Antifibrotic effects of sulforaphane treatment on gingival elasticity reduces orthodontic relapse after rotational tooth movement in beagle dogs

Affiliations
  • 1Department of Orthodontics, Institute of Craniofacial Deformity, Yonsei University College of Dentistry, Seoul, Korea
  • 2Department of Oral Pathology, Oral Cancer Research Institute, Yonsei University College of Dentistry, Seoul, Korea
  • 3Division of Anatomy and Developmental Biology, Department of Oral Biology, Yonsei University College of Dentistry, Seoul, Korea

Abstract


Objective
Increased gingival elasticity has been implicated as the cause of relapse following orthodontic rotational tooth movement and approaches to reduce relapse are limited. This study aimed to investigate the effects of sulforaphane (SFN), an inhibitor of osteoclastogenesis, on gene expression in gingival fibroblasts and relapse after rotational tooth movement in beagle dogs.
Methods
The lower lateral incisors of five beagle dogs were rotated. SFN or dimethylsulfoxide (DMSO) were injected into the supra-alveolar gingiva of the experimental and control group, respectively, and the effect of SFN on relapse tendency was evaluated. Changes in mRNA expression of extracellular matrix components associated with gingival elasticity in beagles were investigated by real-time polymerase chain reaction. Morphology and arrangement of collagen fibers were observed on Masson’s trichrome staining of buccal gingival tissues of experimental and control teeth.
Results
SFN reduced the amount and percentage of relapse of orthodontic rotation. It also decreased the gene expression of lysyl oxidase and increased the gene expression of matrix metalloproteinase (MMP) 1 and MMP 12, compared with DMSO control subjects. Histologically, collagen fiber bundles were arranged irregularly and were not well connected in the SFN-treated group, whereas the fibers extended in parallel and perpendicular directions toward the gingiva and alveolar bone in a more regular and well-ordered arrangement in the DMSO-treated group.
Conclusions
Our findings demonstrated that SFN treatment may be a promising pharmacologic approach to prevent orthodontic rotational relapse caused by increased gingival elasticity of rotated teeth in beagle dogs.

Keyword

Rotation; Relapse; Gingival elasticity; Sulforaphane

Figure

  • Figure 1 A, Occlusal view of a beagle’s lower teeth and orthodontic buttons with elastic chains. Mandibular lateral incisors (I2 teeth) of beagle dogs were rotated for 6 weeks by applying rotational couple force using a power chain. B, C, The needle injection points of gingiva of experimental teeth. After the needle was inserted at right angles to the attached gingiva area located directly below the boundary between free gingiva and attached gingiva, vertically, and at both centers of half of the buccal gingiva of the experimental teeth, horizontally, sulforaphane (SFN) and dimethylsulfoxide (DMSO) were injected into each side of 3 units (UI) (B, frontal view; C, sagittal view).

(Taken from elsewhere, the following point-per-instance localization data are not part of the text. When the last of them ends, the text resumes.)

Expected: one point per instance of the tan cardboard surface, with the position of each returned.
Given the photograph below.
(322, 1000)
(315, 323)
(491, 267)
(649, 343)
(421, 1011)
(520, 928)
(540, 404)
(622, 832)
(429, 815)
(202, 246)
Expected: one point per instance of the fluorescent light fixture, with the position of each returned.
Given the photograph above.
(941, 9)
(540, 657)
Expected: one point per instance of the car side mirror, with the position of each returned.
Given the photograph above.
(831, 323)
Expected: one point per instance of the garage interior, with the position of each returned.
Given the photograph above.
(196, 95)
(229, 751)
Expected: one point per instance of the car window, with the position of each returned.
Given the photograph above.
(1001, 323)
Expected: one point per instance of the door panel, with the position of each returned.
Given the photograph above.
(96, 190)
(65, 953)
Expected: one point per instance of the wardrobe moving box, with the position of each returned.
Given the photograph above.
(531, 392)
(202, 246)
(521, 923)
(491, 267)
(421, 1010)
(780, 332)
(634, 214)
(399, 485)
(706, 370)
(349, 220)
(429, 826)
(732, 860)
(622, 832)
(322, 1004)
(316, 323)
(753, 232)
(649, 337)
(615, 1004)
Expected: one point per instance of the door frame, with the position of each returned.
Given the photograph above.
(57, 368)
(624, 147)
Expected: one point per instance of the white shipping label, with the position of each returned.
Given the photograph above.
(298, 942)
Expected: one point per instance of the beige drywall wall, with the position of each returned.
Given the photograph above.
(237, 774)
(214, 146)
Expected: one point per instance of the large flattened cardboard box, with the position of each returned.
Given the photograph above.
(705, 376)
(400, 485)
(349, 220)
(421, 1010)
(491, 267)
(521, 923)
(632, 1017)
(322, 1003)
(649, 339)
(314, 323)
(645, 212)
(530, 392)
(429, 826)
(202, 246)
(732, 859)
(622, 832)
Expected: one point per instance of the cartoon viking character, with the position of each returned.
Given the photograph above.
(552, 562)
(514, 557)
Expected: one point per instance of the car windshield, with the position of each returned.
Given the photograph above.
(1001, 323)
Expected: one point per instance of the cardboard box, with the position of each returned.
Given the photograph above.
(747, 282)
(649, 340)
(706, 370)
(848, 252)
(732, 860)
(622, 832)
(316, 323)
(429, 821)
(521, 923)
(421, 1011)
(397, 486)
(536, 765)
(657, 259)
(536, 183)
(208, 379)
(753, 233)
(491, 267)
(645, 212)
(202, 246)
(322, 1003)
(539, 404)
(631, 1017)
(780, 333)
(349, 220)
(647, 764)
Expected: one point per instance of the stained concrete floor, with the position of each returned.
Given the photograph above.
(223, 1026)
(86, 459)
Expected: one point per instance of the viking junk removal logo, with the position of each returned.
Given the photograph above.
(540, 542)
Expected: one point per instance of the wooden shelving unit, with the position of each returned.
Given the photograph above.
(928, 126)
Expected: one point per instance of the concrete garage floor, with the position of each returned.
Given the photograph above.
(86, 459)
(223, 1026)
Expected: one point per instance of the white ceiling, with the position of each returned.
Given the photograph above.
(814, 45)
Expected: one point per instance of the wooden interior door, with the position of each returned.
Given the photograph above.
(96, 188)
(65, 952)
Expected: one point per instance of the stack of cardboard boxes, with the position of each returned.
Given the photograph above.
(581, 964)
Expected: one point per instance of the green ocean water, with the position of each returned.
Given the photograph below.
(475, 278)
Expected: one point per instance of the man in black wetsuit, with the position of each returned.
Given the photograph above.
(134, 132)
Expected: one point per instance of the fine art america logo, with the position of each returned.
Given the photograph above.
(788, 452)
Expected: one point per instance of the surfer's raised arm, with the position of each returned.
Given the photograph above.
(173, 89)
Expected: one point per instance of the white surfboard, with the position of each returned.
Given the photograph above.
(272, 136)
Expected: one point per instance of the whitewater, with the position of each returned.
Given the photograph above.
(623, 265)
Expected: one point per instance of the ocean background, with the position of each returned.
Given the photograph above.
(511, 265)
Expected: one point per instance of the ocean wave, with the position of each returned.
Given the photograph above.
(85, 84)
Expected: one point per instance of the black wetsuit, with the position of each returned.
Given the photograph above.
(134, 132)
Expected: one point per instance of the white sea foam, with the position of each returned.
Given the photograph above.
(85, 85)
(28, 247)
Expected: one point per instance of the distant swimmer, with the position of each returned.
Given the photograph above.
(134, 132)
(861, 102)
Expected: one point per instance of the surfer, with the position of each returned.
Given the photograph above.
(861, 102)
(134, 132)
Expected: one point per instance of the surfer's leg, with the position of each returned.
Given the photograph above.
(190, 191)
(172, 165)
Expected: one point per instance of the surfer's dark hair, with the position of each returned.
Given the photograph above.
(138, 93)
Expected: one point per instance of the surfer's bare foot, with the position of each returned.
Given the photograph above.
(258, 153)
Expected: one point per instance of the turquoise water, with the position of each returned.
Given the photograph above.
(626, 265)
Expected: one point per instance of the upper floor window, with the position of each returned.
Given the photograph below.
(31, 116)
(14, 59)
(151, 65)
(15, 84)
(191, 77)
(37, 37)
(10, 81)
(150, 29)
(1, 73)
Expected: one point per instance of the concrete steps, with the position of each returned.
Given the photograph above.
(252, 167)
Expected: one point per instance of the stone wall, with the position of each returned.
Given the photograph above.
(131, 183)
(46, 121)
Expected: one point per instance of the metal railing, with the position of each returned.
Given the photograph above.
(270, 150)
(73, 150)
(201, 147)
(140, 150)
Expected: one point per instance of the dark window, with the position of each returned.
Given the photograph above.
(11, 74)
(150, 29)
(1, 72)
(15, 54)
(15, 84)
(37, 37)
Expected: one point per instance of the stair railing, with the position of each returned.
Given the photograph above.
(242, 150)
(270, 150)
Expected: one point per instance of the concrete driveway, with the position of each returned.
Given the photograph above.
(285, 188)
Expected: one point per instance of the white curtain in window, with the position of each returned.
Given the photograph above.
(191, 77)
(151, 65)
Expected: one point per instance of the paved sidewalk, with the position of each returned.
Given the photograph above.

  • Figure 2 Schema. The experimental schedule for the beagle dogs. The experimental teeth were rotated by applying rotational couple force with a power chain for 6 weeks. During a retention period of 4 weeks, SFN (experimental group) and DMSO (control group) were injected into the supra-alveolar gingiva of the buccal side of the rotated teeth once per week, four times total. One week after the last injection, the appliances were removed to allow relapse of the rotated teeth. An intraoral impression was obtained to measure the extent of tooth rotation and relapse. SFN, Sulforaphane; DMSO, dimethylsulfoxide; T0, initial; T1, immediately after retention and SFN treatment for 4 weeks; T2, after relapse for 2 weeks; T3, after relapse for 4 weeks.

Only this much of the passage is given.